Does it matter? In some corners, discarding the 1.5-degree goal looks like a possibly welcome development, since the target was in many ways flawed to begin with. A global average temperature rise may be a useful shorthand measure of the state of play, but it probably isn’t the best guide to climate disruptions, since temperatures and expected effects vary significantly from place to place. Global average temperature is also not so tightly linked to human activity, since a certain amount of emissions could produce a relatively wide range of warming levels. (That’s why our uncertainty about climate sensitivity is worrying.)
To some, the target was somewhat arbitrary to begin with, reflecting some earlier calculations about climate safety that imply much lower thresholds of concern. The base line historical period was not exactly a climate paradise; it featured many of the modern world’s most devastating disasters and famines — a reminder that temperature is not the sole determinant of human fate or suffering. And given the state of even the most generous estimates of global carbon budgets, it may have been already close to impossible to achieve when the target was formally enshrined in the Paris Agreement of 2015. Global emissions have only grown since, making the path to 1.5 degrees so treacherously steep, it’s not really a path but a crash.
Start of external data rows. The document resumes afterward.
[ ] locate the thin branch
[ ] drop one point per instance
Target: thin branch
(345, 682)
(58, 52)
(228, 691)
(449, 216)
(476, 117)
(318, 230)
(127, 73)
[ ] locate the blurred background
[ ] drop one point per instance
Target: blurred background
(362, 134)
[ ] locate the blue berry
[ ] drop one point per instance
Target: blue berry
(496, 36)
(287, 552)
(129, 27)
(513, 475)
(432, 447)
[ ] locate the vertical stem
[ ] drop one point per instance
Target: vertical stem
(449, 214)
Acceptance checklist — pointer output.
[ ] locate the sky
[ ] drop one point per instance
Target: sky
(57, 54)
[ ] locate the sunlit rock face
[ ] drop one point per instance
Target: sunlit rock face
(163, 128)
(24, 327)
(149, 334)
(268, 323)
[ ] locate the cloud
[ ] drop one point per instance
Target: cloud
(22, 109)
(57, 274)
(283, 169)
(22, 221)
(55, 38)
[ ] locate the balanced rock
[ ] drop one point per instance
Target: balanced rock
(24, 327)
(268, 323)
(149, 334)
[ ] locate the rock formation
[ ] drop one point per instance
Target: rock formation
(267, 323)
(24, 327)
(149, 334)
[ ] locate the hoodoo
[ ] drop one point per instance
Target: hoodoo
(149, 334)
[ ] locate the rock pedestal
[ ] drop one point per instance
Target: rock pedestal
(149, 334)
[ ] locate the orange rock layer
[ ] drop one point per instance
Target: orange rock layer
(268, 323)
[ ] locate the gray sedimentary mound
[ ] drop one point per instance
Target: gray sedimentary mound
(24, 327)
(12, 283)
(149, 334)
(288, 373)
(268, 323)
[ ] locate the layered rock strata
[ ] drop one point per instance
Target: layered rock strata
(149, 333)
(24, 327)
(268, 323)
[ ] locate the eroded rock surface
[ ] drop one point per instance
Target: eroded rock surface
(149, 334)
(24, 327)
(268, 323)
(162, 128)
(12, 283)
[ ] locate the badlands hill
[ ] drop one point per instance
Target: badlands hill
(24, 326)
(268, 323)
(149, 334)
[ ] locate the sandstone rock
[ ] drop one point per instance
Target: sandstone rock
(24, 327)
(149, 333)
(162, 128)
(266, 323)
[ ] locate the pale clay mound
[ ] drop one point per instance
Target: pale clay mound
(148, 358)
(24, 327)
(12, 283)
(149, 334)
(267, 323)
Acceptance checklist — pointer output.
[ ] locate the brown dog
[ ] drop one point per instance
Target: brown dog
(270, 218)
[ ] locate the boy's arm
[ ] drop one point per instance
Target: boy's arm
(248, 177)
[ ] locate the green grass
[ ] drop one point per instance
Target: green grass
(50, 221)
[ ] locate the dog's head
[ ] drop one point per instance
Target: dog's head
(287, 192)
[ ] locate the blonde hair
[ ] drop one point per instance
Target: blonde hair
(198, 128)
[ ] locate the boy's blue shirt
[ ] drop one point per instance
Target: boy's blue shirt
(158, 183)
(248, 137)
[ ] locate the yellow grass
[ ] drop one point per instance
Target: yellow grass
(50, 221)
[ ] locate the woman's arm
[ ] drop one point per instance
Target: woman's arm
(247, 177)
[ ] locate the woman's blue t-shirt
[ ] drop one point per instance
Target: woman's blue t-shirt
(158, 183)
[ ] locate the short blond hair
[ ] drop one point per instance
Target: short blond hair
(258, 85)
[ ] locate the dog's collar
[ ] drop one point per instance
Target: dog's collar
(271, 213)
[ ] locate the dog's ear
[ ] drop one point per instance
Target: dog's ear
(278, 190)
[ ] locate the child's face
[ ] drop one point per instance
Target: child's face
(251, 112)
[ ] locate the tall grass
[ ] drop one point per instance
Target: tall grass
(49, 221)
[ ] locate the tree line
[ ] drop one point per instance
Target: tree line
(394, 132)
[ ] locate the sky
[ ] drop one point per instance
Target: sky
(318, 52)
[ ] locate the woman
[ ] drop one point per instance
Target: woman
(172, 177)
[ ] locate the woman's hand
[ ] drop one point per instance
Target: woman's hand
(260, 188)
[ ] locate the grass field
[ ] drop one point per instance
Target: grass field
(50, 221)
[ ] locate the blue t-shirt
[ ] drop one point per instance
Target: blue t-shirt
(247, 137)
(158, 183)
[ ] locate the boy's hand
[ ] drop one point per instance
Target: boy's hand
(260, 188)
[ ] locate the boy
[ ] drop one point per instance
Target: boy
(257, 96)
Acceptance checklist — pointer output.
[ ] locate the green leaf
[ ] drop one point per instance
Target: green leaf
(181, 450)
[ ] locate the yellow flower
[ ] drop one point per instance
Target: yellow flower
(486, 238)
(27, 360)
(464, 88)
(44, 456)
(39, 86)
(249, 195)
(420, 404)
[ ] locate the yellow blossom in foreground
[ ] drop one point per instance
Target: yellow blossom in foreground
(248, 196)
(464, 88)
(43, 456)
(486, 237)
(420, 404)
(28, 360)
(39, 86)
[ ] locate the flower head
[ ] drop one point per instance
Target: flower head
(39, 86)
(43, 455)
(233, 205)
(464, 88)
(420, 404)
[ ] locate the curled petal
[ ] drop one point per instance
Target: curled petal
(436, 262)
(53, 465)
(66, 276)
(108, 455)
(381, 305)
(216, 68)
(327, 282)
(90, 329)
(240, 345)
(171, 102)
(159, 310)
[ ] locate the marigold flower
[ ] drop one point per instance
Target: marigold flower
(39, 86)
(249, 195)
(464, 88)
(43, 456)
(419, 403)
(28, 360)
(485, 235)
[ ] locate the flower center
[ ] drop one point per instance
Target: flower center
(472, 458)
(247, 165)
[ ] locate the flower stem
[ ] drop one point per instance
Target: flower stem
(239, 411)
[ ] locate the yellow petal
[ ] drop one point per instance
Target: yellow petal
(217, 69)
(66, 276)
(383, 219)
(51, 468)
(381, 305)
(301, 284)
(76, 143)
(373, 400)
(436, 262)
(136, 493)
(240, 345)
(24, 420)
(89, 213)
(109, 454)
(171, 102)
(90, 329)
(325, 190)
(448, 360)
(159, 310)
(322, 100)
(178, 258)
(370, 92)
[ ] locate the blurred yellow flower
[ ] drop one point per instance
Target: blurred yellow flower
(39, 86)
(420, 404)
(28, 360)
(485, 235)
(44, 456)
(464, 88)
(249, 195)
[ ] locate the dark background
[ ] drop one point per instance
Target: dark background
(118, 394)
To give ourselves a two-thirds chance without relying on negative emissions would now require getting from 40 billion tons of annual carbon dioxide emissions to zero by 2030, which is one reason that many climate advocates will tell you that we should move on to more realistic targets, which might offer those working to build a climate-resilient world through adaptation a more useful set of expectations.
For planning purposes, of course, this is sound. If the climate has functionally retired the 1.5-degree goal, probably humans should, too. But if we are about to move beyond the target that has defined climate advocacy for nearly a decade, we should acknowledge not only what we’ve lost in missing it but also how much the target has helped us achieve. Because enshrining that goal — one so ambitious, it strained credibility — was nevertheless among the most consequential events of recent climate politics. Probably, I think, the most consequential.
The target was added to the Paris text, which already included the less ambitious goal of limiting warming to 2 degrees Celsius, on the basis of moral rather than practical argument, to acknowledge the cries from vulnerable and small-island nations that warming beyond 1.5 degrees represented, for them, genocide or death.
But it quickly came to serve a surprising technocratic purpose, too, by generating a universal base line against which even the most coolheaded climate observers might measure global progress (almost invariably finding it wanting).